Consumers have become more alert about their digital
rights and more vigilant about privacy in the past year, following revelations
about Facebook’s information-sharing practices and regulators’ heightened
scrutiny of online data collection. Some people have deleted their Facebook
accounts in protest of the company’s lapses, while others simply want to make
sure they have the option to do so. Many Android phone users have begun to
question Samsung’s deal to sell phones with a permanent version of Facebook --
and some of them are complaining on social media.
A Facebook spokesperson said the disabled version of the
app acts like it’s been deleted, so it doesn’t continue collecting data or
sending information back to Facebook. But there’s rarely communication with the
consumer about the process. The Menlo Park, California-based company said
whether the app is deletable or not depends on various pre-install deals Facebook
has made with phone manufacturers, operating systems and mobile operators
around the world over the years, including Samsung. Facebook, the world’s
largest social network, wouldn’t disclose the financial nature of the
agreements, but said they’re meant to give the consumer "the best"
phone experience right after opening the box.
Balwinder Singh’s experience wasn’t what he would
consider the best. Singh, who lives in the Susquehanna Valley of the eastern
U.S. and works in transportation, bought his Samsung phone seven months ago. He
first tried to delete the Facebook app when he was setting up the device.
“My news feed was full of negative stuff, people going
crazy on social media,” he said. “It was affecting me emotionally and
mentally.” Even after disabling the app, he was bothered to still have it on
his phone.
Samsung, the world’s largest smartphone maker, said it
provides a pre-installed Facebook app on selected models with options to
disable it, and once it’s disabled, the app is no longer running. Facebook
declined to provide a list of the partners with which it has deals for
permanent apps, saying that those agreements vary by region and type. There is
no complete list available online, and consumers may not know if Facebook is
pre-loaded unless they specifically ask a customer service representative when
they purchase a phone.
Consumer-advocacy groups have been skeptical of such
arrangements for years, according to Jeff Chester, executive director of the
Center for Digital Democracy.
“It’s only recently that people have become to understand
that these apps really power the spy in your pocket,” he said. “Companies
should be filing public documents on these deals, and Facebook should turn over
public documents that show there is no data collection when the app is
disabled.”
Facebook isn’t the only company whose apps show up on
smartphones by default. A T-Mobile US Inc. list of apps built into its version
of the Samsung Galaxy S9, for example, includes the social network as well as
Amazon.com Inc. The phone also comes loaded with many Google apps such as
YouTube, Google Play Music and Gmail; Google is the creator of the Android
software that powers the phone. Other phone makers and service providers,
including LG Electronics Inc., Sony Corp., Verizon Communications Inc. and
AT&T Inc., have made similar deals with app makers. When Twitter’s app is
loaded on a new phone by default, it wouldn’t collect any data unless a user
had an account or created a new one, and opened the app and logged in, the
company said.
But Facebook, which has spent the past year apologizing
for security breaches and data privacy scandals, is the one drawing ire about
its irrevocable presence on Samsung’s phones. “Very slimy,” Twitter user
Gopinath Pandalai in Bangalore, who goes by @gopibella, wrote on the site in
October. “Been a Samsung customer for 10 years. Time to move on.”

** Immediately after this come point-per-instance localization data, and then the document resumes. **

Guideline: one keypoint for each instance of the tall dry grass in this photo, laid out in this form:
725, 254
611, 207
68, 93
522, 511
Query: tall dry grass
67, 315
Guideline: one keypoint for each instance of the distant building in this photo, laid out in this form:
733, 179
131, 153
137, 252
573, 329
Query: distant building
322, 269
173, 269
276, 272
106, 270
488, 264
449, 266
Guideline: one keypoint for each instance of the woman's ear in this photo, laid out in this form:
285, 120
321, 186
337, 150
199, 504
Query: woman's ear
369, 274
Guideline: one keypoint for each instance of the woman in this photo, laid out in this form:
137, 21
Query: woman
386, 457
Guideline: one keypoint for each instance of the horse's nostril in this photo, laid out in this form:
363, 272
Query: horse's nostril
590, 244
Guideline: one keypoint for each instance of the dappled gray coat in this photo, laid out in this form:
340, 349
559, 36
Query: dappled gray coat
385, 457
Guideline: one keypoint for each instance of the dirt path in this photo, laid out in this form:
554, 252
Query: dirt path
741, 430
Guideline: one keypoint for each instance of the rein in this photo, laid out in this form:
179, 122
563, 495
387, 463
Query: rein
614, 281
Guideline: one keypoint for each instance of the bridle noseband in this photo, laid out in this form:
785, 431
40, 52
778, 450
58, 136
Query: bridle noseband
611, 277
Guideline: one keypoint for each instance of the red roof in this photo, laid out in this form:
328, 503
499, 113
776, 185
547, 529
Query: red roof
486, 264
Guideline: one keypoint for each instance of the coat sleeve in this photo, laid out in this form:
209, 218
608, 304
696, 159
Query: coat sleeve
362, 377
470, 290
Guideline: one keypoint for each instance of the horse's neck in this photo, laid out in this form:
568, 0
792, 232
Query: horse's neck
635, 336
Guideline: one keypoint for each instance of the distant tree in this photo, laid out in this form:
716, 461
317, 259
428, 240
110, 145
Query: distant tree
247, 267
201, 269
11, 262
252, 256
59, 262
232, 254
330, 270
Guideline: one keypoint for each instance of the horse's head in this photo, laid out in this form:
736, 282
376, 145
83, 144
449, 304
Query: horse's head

In December, Justin McMurry, whose Twitter handle is
@BoutSebm, wrote that he considered Facebook a privacy threat. “If I can’t
delete it, this will be the last Samsung product I ever own."
Apple Inc., whose iPhone is the top-selling smartphone in
the U.S., doesn’t pre-install Facebook or any other third-party apps on its new
phones.
José Cortés, a Spaniard living in Sweden, has started using
Facebook on his phone more infrequently, sharing less because he doesn’t like
the way it broadcasts his activity to his friends. If there’s an event coming
up on Facebook, he never marks that he’s going or interested, even if he is,
because he dislikes that his attendance will advertise the event to his other
friends.
“I understand Samsung is trying to make it easy for the
user, but I don’t like that it does not allow me to uninstall,” he said. For
his next phone, he said he’ll consider buying something else.